The method of caching is not specified, nor is whether the tool should cache the absence of a file.
It is strongly advised that a specific package system be used for downloading both import source and compiled library for a given package. This allows one to easily specfiy pragma(lib) in the downloaded source to automatically link the file. The tool may have to edit the file used to link in the source file downloaded, as the linker is not going to be instrumented to know where to find the library.
This proposal only specifies that http be a possible protocol used by this tool. However, other protocols may be used as long as they can be specified in url form and the download tool can support them.

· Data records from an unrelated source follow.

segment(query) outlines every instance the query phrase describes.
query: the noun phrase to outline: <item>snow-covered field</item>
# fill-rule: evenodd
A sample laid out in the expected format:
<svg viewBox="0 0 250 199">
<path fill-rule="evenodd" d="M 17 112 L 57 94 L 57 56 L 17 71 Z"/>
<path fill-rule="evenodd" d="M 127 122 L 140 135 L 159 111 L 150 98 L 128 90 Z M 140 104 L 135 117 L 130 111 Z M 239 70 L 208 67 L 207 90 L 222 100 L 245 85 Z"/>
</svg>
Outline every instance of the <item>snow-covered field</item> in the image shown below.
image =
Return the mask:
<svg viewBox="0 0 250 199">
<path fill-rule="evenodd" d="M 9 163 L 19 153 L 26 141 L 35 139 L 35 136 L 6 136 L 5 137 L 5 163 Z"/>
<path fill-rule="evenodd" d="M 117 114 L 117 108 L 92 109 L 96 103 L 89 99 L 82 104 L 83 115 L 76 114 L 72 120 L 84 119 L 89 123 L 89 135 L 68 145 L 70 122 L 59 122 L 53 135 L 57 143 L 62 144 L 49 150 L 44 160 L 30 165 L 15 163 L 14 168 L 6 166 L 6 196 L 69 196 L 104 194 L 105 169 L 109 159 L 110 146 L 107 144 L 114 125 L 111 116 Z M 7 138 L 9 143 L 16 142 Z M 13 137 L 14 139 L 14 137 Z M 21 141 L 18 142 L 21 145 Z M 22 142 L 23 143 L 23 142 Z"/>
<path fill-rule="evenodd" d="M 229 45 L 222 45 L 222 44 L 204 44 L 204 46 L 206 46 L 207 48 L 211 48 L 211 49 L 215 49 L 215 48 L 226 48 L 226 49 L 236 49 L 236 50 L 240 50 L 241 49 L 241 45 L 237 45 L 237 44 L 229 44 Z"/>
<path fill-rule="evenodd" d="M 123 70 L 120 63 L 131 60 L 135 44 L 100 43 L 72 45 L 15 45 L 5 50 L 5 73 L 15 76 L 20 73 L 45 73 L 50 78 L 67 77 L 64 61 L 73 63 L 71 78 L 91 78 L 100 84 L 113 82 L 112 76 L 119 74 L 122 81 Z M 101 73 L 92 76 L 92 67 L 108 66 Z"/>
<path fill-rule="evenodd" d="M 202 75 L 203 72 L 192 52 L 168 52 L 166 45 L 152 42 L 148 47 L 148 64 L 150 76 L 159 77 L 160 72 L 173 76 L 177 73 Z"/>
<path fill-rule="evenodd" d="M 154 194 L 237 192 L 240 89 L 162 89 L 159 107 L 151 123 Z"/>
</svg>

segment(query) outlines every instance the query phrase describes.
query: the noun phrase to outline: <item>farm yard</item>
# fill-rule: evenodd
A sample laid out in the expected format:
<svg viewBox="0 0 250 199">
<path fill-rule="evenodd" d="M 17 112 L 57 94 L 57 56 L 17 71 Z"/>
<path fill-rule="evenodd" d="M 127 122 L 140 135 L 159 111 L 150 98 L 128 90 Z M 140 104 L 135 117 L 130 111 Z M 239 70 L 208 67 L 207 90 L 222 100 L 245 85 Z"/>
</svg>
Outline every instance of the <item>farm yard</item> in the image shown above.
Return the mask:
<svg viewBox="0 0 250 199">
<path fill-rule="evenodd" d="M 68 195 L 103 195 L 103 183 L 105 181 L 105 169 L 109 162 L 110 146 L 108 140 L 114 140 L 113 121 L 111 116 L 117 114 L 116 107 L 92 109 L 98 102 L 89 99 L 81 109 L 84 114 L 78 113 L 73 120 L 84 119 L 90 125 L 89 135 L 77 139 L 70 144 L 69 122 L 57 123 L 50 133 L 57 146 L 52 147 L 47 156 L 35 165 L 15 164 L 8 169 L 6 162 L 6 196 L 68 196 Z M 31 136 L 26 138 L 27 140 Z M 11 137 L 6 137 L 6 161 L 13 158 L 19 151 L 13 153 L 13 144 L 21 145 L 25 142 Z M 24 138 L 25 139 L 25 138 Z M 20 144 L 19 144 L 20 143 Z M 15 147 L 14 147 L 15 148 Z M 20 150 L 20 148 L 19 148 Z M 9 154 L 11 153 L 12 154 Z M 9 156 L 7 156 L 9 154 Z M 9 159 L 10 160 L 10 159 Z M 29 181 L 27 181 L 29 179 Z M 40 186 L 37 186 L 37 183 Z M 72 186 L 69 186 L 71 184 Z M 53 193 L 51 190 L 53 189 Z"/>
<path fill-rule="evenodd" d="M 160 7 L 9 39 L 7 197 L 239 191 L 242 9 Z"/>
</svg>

This arguably extralinguistic feature could be addressed by a tool included with the standard distribution. The tool would use traditional package and library management, along with installing additional files, running installation scripts, etc. Alternatively, a general OS-specific package management can be used.
This proposal does not aim at obviating all needs for such a tool, but instead it tries to (a) lower the barrier of entry for common code sharing scenarios, (b) allow self-contained, headache-free libraries, and (c) help and simplify construction of larger-scale tools.
It is worth noting that the compiler is the only tool that has exact knowledge and control over what modules are being imported. An external tool would need to maintain package description files in separation from the source code, or at best could run the compiler multiple times and incrementally download libraries as they are required. For such an approach refer to Adam Ruppe's message. His program is significantly slower than a compiler-integrated approach.
It's also possible to put the download tool code directly in the compiler, but this has several drawbacks:
- The compiler is written in C++, so this tool would also have to be.
- The compiler arguably should not be "infiltrated" by code that has nothing to do with compiling.
- There are already boatloads of programs/libraries that solve the problem of downloading files, we shouldn't be reinventing the wheel here.
- Adding a method for downloading does not require a rebuild of the compiler.
- The benefit of having the compiler actually do the downloading is that there would be no need to start an extra process.
- However, the performance impact should be quite minimal, especially with caching by the download tool.